Y yo siento una adicción malsana por los jóvenes narradores y narradoras de mi patria. Se me han metido dentro como un veneno. Pero ellos me están dejando sólo. Desprecian los blogs y, según he sabido, pretenden publicar sus libros en papel. Voluntades delirantes que chocan, sacan chispas. Son adictos igual que yo. Es la naturaleza del cuerpo. Ellos son adictos al papel, no pueden vivir sin el papel. La falta de papel los pone violentos. Leen libros de papel para olvidar que están enfermos. Uno tras otro. Huelen sus páginas, recorren con las yemas de los dedos su geometría predecible. Se alivian un poco. Pero la sed vuelve, no se acaba nunca. Una sed por la cual son capaces de traicionar a sus amigos. Se enfrentan unos con otros, poseídos, sacan chispas. Pero no hay salida. No hay descanso. Los árboles no son infinitos. Lo describe Dante en el séptimo círculo: Árboles sangrantes esperando el día del Juicio donde todos nos colgaremos de nuestras propias ramas.

La culpa nos vuelve vulnerables primero. Después nos pone violentos. Somos víctimas y secretamente queremos ser victimarios. Colaborar con el mal, conseguir que se cumpla su mandato. Decimos ‘no’ sin énfasis, sin fondo, histriónicos.

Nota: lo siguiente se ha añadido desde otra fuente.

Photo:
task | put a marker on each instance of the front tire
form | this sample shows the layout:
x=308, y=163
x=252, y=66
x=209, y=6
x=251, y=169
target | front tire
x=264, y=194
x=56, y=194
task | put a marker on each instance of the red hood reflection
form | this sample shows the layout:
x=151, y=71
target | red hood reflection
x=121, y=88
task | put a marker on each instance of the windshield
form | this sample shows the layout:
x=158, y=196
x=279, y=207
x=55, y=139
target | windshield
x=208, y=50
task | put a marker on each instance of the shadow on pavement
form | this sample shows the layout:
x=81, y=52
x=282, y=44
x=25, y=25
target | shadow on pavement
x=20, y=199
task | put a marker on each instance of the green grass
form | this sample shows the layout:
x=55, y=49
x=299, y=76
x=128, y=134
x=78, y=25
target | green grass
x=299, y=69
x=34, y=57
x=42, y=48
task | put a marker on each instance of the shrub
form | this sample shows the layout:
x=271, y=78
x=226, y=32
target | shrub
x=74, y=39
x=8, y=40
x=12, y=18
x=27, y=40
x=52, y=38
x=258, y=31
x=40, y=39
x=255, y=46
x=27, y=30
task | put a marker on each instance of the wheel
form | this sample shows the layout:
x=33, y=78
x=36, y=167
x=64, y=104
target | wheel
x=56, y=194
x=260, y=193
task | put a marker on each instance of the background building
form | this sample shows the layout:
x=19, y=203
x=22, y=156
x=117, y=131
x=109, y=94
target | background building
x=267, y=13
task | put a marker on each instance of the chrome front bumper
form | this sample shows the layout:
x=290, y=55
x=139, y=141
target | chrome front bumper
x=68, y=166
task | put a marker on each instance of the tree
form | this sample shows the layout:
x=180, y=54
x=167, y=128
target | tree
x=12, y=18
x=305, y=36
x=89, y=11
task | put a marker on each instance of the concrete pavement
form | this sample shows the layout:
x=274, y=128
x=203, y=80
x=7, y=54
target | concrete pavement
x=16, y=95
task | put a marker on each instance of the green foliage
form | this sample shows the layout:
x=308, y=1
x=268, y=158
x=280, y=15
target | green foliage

Mi amiga Lili dice que es mentira que quienes no aprenden de la historia están condenados. Es mentira por una razón simple: no existe la historia, todo lo que somos está eternamente en nosotros. La sangre negra seguirá siendo derramada, por los siglos de los siglos. Y nadie es inocente. Mi amiga Lili también vive en Arturo Ibáñez, a ocho cuadras de mi casa, en dirección a Magdalena. Habla de Kierkegaard y de El show de los sueños con idéntica propiedad. Vive sola igual que yo. Usa lentes oscuros porque dice que le molesta la luz del día. Cubre los espejos de su casa porque dice que su imagen se le antoja monstruosa.

Los jóvenes narradores y narradoras de mi patria ya no pueden comer, ni dormir, ni salir a la calle, ni cagar tranquilos. Necesitan satisfacerse. Yo tampoco puedo comer, ni dormir, ni salir a la calle, ni cagar tranquilo. Pero mi sed es otra. Ellos necesitan del papel, yo los necesito a ellos. Por eso imagino una y otra vez una gran fiesta. Todos los narradores y narradoras de mi patria reunidos en esta casa larga. Los viejos y los jóvenes. Los vivos y los muertos. Sueño idiota, de viejo que coquetea con el Alzheimer. Es una fiesta formal, de gala. Un piano suena de fondo. Entonces agradezco a todos su presencia. Es la señal. Los más jóvenes lo saben y de inmediato se lanzan sobre los viejos. La fiesta ha comenzado. A mordiscos le arrancan sus partes, chupan su sangre y la escupen sobre el piso. Ahora suena un hip-hop. Cypress Hill. Yo observo todo sentado en mi sillón viejo. Observo en blanco y negro. Orejas desgarradas sobre la alfombra, ojos pisoteados, sangre, sangre negra. Primero es un trepidar constante de dientes que trabajan. Luego risas. El final es hermoso. Todos desnudos, ellos y ellas, se lamen unos a otros, se limpian, minuciosos, solidarios.

De regreso de mi visita al oftalmólogo pasé frente a la casa de mi amiga Lili. Dudé, pero finalmente golpeé su puerta. Necesitaba pronunciar la palabra en voz alta. Sentir su textura. Insistí algunos minutos pero nadie abrió la puerta. Acromatopsia. Acromatopsia. Escribirla no es lo mismo.